Meditating has changed the way I write. It has helped me to stop and be more conscious of the words I’m putting on the page in front of me. Learning how to breath and focus this year has also allowed me to decrease my anxious thoughts and calm down, especially in these chaotic times. Junior year has been one of the most stress inducing and busy times of my life, so getting the tool of meditation came at the perfect time.
The night after I submitted the short story, I began my second novel. However, instead of rushing through the story this time, attempting to get my thoughts on paper as fast as I can, I stopped and meditated to work out how it was going to lay out. I wrote whatever scene I wanted to instead of just putting in filler to get the story moving to the scene I actually wanted to write. Over the summer, especially in August, I didn’t have much time to write and work on my story due to cross country and summer work.

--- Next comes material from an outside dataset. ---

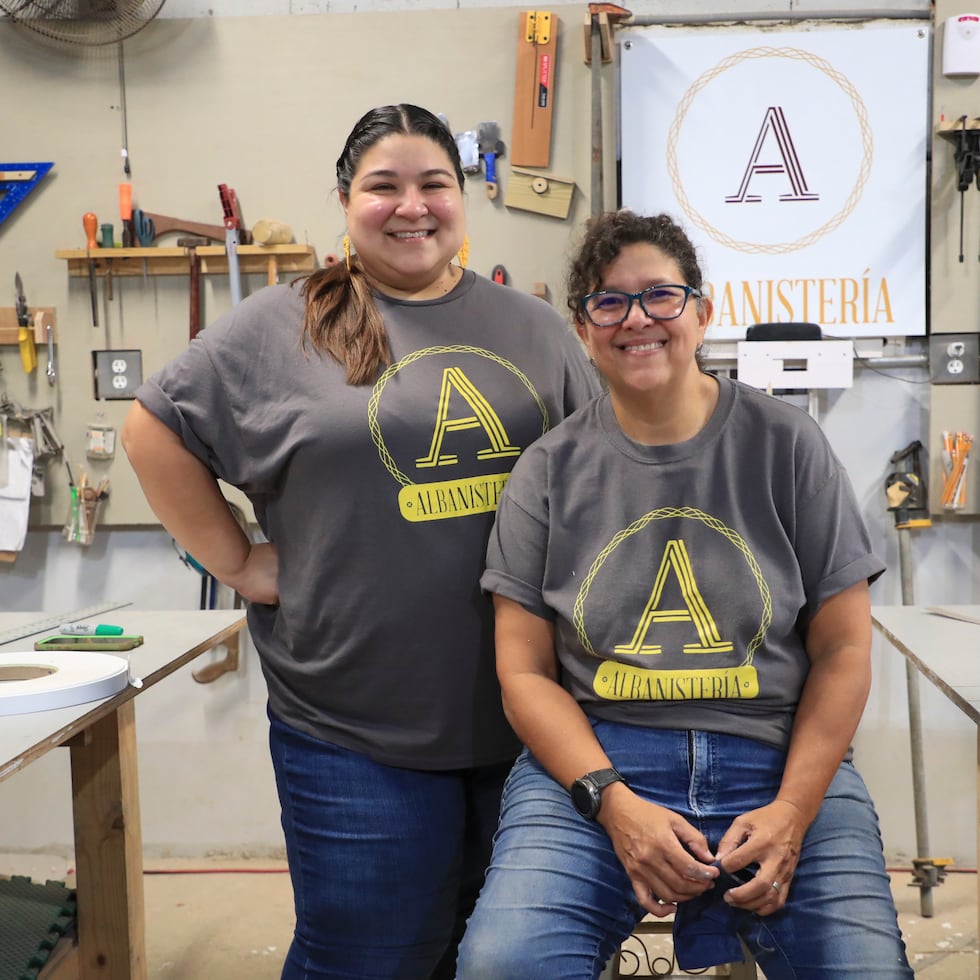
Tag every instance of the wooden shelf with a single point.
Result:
(168, 261)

And once school started, I fought with wicked writer’s block. I couldn’t write without getting really frustrated and feeling like I should have been doing something else. It was strange to me because writing was the one thing I enjoyed doing, the one thing that didn’t feel like a chore.
And so the school year kept moving and I kept working, not really writing but still thinking about my story a lot. When we started meditating in physics, everytime I went to clear my mind, the characters would come floating up into my consciousness. And like magic, the words came back. It was slow at first. I would be sitting there, focusing on feeling my breath leave my nose and relaxing my body, and my main antagonist would pop up in the back of my mind. For about a month, every time we meditated in physics, new ideas would flow.
It took a long time to get back into the rhythm of writing and even now, six months after my writer’s block started, I still have difficulty writing like I used to. But thanks to meditation, I kept thinking and working on my novel, even if it was in my head. Recently, I’ve reverted to using paper and pen instead of typing and honestly, it’s been easier to write. Whenever I want to write but have trouble focusing or thinking, I turn off everything and meditate until the ideas come to me. I write stories in my head, pretending I’m submerged in the words and what’s happening to the characters is happening to me during meditation sometimes. Using the skills I’ve learned from meditation, like the body scans and observing what’s around me, not only have I flourished in my writing, but I’ve improved as a person.